I was cleaning out my cupboards and found a few old things that I'm not sure I can feed chickens chickpeas dried and I soaked them but I'm still not sure I can feed it to them , I don't want them to choke on them also I have some old walnuts I suppose if I chop them fine maybe or don't I have to? What about old beans I have to cook them first I assume? Then I have some old flour and cake mixes which I'm thinking I can't just give to them raw it might clog up there Airways or something?
Is there a website or anything that has everything listed you can feed chickens? I know a lot of people clean out the refrigerators and stuff and they say it's even okay to feed a moldy food but then on websites I'm sure it would say not to, so is there a site that has more common sense stuff?thanks for reading


----------



## Forcast (Apr 15, 2014)

http://readynutrition.com/resources/10-foods-you-should-not-feed-your-chickens_09022014/


----------



## aart (Oct 20, 2012)

All 'lists' should be taken with a few grains of salt, I have seen inaccuracies in most of them. Throw it out to the landfill.

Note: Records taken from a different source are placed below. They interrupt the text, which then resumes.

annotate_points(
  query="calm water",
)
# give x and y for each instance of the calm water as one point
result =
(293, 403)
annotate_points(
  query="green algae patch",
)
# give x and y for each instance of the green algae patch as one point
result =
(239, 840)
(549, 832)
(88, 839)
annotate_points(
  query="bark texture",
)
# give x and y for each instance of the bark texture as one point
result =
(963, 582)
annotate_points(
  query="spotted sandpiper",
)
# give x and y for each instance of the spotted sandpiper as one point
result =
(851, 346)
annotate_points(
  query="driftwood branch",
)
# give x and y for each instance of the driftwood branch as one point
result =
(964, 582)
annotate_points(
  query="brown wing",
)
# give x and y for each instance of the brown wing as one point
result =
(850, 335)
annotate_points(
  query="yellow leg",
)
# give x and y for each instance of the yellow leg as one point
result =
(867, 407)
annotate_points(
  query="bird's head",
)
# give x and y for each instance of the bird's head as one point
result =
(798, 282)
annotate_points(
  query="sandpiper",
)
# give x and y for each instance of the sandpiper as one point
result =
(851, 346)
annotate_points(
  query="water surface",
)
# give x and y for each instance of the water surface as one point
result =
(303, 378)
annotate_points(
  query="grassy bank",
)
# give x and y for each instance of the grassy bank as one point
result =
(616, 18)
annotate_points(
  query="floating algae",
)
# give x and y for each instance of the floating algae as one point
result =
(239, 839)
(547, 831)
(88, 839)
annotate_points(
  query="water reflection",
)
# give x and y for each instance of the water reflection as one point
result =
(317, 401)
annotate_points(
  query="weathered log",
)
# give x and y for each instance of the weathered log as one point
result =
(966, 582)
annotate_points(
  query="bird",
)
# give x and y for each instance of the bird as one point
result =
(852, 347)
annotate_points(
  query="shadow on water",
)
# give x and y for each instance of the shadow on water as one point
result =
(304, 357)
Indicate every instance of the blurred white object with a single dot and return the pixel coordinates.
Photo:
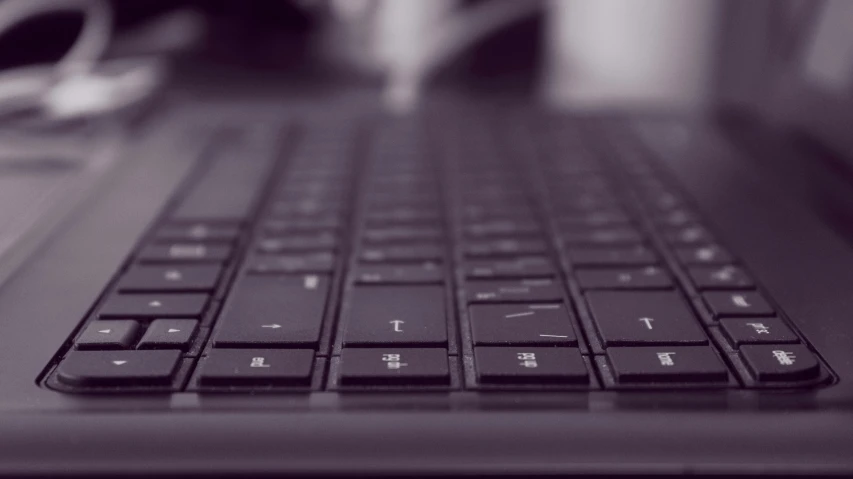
(634, 53)
(829, 58)
(81, 83)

I would not feed cake mix or white flour, raw or cooked...junk food, sugar not good for them.

Nuts would probably be ok, chopped up a bit and _in moderation_, if they have access to good grit.

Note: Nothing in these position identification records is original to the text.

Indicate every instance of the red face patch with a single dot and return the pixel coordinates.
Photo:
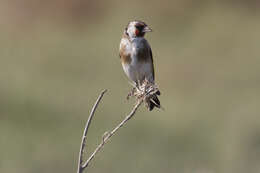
(137, 32)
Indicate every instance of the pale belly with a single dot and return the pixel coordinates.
(137, 72)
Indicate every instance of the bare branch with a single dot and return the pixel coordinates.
(83, 141)
(142, 94)
(108, 135)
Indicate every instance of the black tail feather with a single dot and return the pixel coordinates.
(154, 101)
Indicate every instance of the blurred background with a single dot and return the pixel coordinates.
(57, 56)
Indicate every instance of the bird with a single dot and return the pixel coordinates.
(136, 57)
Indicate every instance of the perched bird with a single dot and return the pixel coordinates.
(136, 57)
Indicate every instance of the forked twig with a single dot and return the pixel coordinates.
(106, 136)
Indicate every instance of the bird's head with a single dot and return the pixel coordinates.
(136, 29)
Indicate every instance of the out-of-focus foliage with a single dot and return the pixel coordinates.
(56, 56)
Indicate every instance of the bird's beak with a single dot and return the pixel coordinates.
(147, 29)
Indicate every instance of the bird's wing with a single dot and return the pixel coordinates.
(151, 55)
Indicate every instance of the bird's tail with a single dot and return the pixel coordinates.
(154, 101)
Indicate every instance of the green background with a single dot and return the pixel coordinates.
(57, 56)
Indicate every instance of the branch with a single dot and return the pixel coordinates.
(83, 141)
(106, 136)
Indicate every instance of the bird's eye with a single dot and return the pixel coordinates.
(139, 27)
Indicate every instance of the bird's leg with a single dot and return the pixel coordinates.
(132, 91)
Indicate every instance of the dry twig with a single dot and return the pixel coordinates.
(142, 94)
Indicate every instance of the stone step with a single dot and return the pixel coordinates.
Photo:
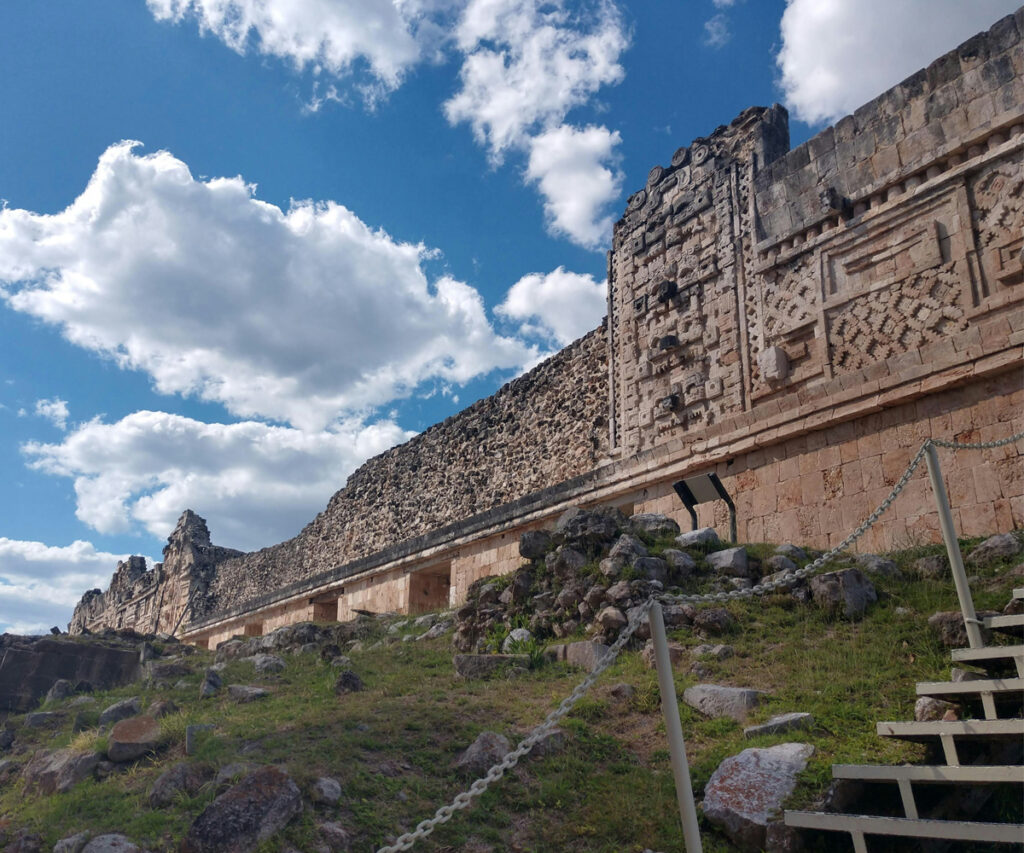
(1013, 625)
(992, 657)
(993, 693)
(947, 732)
(859, 825)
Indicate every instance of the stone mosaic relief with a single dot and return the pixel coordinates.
(996, 195)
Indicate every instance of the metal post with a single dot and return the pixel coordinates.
(677, 750)
(952, 549)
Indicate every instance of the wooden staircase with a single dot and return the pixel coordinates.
(995, 696)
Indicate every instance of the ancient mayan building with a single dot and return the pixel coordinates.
(797, 322)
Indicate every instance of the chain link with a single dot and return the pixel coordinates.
(464, 800)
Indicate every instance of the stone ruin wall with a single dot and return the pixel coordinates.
(797, 321)
(801, 322)
(540, 429)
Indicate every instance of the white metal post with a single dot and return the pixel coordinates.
(677, 750)
(952, 549)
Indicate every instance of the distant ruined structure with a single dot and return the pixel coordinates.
(797, 321)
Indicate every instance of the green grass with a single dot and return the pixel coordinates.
(392, 745)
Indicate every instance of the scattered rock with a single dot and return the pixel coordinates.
(779, 562)
(993, 549)
(132, 738)
(245, 692)
(928, 710)
(535, 544)
(781, 723)
(714, 621)
(120, 711)
(112, 843)
(705, 538)
(516, 635)
(73, 844)
(161, 708)
(487, 666)
(676, 654)
(623, 691)
(747, 791)
(246, 814)
(731, 561)
(348, 682)
(61, 689)
(847, 592)
(58, 772)
(873, 564)
(716, 700)
(194, 734)
(211, 685)
(585, 654)
(183, 777)
(326, 791)
(792, 551)
(488, 749)
(952, 633)
(935, 567)
(718, 651)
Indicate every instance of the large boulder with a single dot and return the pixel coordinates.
(748, 791)
(993, 549)
(488, 749)
(58, 772)
(246, 814)
(654, 524)
(716, 700)
(847, 592)
(133, 738)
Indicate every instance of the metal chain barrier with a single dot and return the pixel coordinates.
(464, 800)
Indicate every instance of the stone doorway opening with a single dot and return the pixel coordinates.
(428, 588)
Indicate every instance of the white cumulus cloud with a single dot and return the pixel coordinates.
(41, 584)
(559, 305)
(303, 315)
(573, 169)
(54, 411)
(255, 483)
(838, 54)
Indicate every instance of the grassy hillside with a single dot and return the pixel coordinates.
(392, 745)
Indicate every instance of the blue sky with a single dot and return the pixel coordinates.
(341, 223)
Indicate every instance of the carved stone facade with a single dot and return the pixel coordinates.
(797, 321)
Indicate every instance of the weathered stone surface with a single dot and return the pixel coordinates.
(998, 547)
(326, 792)
(748, 791)
(585, 654)
(535, 544)
(482, 754)
(253, 810)
(654, 524)
(705, 538)
(952, 633)
(487, 666)
(348, 682)
(58, 772)
(716, 700)
(73, 844)
(182, 777)
(731, 561)
(112, 843)
(120, 711)
(873, 564)
(846, 592)
(133, 738)
(246, 692)
(714, 621)
(781, 723)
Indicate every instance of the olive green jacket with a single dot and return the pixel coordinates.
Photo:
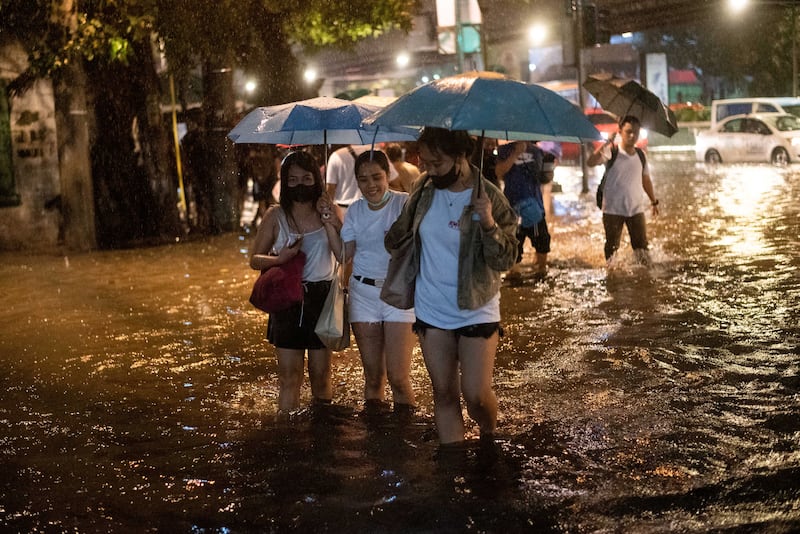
(482, 256)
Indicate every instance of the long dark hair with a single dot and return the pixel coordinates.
(305, 161)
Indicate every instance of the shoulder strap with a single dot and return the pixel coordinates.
(613, 158)
(642, 157)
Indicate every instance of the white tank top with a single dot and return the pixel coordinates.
(320, 261)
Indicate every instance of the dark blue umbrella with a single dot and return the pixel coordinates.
(490, 105)
(624, 96)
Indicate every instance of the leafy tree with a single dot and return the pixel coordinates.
(740, 55)
(116, 42)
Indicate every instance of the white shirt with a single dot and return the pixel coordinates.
(340, 170)
(320, 261)
(623, 194)
(367, 228)
(436, 293)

_Never feed dry beans_...and old beans sometimes will not hydrate/cook properly.


----------



## ufo_chris (Apr 30, 2010)

Thanks guys...yes was thinking same about cake mix but i would feed in moderation . 
Ok,better safe than sorry then,thanks


----------



## truckinmachine (Oct 23, 2014)

bake it and feed them the cake or bread. a little gas in it wont kill ya. if your as cheap as me cook it in a dutch oven on a wood fire haha i used to bring home popped biscuit tubes and cook them for steaks the steer. he loved them even taught him to not take them with his slimy tongue lol. he was the best pet ever i fed him he fed me back


----------



## hawgsquatch (May 11, 2014)

My chickens eat flat possums off of the road, snitch from the hogs and break open their own watermelons in the fields so I doubt anything short of straight sugar or salt will hurt them.


----------



## JLMissouri (Dec 12, 2012)

I feed my chickens any table scraps and plenty of damaged and expired produce we get from grocery stores. Chickens are the fill in for hogs on our farm. As hawgsquatch stated you should see what your chickens would choose to eat when they free range, after that you probably wouldn't worry about anything else.


----------



## ufo_chris (Apr 30, 2010)

Lol guys! Yeah i'm sure they eat some pretty nasty stuff kust didnt want them choking on a bean or exploding from baking powder .....


----------



## aart (Oct 20, 2012)

Sometimes junk is just junk and should be tossed rather than reused/recycled.


----------